I think your implementation is not correct.

``````>>> s=2520.0
>>> l = [s/x for x in range(1,900)]
>>> len(l)
899
``````

length of l must be 900, as the problem states "Given that the text has 900 unique words".

Owner Author

### malloc47 commented Feb 12, 2012

 Very possibly--there was some ambiguity as to whether the question wanted to overshoot or undershoot (by 1) the halfway point so I just picked the one that went over (and didn't thoroughly examine the consequences--since it only makes a difference of ~3 words, it's not surprising it still gives the same answer).
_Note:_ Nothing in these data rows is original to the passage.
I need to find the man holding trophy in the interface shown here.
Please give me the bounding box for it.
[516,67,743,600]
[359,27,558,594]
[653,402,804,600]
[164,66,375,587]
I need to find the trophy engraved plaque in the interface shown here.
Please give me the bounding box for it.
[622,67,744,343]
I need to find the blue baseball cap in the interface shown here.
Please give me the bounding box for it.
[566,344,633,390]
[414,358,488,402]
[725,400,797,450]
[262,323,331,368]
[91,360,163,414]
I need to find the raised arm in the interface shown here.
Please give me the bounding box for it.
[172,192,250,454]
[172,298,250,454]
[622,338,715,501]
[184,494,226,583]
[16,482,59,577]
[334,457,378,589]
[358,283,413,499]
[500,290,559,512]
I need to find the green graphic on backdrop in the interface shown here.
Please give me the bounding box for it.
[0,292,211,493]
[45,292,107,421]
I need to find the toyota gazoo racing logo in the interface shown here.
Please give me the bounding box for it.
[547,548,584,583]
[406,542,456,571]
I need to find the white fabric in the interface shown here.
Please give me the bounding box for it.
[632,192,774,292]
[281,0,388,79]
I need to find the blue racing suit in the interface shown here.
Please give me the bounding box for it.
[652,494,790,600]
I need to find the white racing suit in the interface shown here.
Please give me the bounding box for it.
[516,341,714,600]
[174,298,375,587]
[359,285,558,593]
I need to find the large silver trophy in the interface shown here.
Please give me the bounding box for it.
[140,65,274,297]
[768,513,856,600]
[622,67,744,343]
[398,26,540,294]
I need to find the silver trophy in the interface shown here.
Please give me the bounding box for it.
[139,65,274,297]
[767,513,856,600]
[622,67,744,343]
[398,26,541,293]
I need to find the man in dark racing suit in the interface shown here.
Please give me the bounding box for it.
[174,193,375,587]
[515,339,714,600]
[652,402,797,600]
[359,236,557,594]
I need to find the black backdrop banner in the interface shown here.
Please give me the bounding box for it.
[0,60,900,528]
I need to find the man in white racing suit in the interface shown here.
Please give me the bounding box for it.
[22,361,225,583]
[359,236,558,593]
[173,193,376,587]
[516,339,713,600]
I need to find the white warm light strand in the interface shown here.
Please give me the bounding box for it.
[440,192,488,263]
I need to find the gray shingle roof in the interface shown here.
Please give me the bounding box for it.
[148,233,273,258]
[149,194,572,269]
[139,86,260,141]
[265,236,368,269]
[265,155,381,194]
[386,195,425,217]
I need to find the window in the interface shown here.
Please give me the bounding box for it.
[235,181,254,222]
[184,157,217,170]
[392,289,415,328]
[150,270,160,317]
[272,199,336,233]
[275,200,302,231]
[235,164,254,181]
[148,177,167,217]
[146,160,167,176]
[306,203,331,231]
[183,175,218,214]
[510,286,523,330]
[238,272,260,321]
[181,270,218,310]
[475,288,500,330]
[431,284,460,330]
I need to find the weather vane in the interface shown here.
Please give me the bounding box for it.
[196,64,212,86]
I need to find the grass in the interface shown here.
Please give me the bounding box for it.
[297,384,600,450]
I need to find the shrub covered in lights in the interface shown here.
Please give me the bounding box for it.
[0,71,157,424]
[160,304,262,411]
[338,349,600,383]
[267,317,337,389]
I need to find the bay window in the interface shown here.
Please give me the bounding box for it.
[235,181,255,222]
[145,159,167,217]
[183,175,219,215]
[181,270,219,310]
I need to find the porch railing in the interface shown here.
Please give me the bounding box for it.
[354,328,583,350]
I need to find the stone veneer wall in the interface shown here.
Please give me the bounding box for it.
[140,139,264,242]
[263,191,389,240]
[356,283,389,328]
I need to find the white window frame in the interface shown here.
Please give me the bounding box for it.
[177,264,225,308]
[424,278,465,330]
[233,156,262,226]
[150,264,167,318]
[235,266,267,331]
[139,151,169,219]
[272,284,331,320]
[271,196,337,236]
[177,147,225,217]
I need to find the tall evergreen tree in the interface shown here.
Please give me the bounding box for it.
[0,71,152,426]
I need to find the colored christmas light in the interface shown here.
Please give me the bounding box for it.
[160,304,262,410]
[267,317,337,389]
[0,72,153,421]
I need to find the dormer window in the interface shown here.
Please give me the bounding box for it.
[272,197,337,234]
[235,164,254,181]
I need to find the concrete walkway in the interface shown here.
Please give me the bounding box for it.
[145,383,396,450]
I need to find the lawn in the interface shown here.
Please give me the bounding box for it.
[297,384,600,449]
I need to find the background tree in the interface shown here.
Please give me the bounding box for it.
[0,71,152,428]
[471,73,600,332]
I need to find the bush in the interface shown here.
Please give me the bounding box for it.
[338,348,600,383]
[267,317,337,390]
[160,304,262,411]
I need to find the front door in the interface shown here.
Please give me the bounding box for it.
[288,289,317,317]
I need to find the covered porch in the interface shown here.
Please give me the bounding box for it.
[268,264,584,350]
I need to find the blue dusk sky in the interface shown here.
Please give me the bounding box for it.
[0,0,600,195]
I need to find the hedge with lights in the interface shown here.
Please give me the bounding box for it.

### yassersouri commented Feb 12, 2012

 I wonder what is that +1 you are adding at the end? print("Problem 3: "+str(len(list(takewhile(lambda x: x < half_of_words, np.cumsum(l))))+1)) # 22
Owner Author

### malloc47 commented Feb 12, 2012

 I made the assumption that the problem wanted to overshoot the halfway point (i.e. the first element > half_of_words) rather than undershoot (and when I checked the answer against the webapp, this is indeed what was wanted). But, thanks to the lambda I passed to takewhile, it will return all the elements except the last element that puts the number of elements over the halfway point. So I added this final element. If itertools had a "takeuntil" function, I would have used that instead, but as I was coding for speed, I just used what was in the libraries.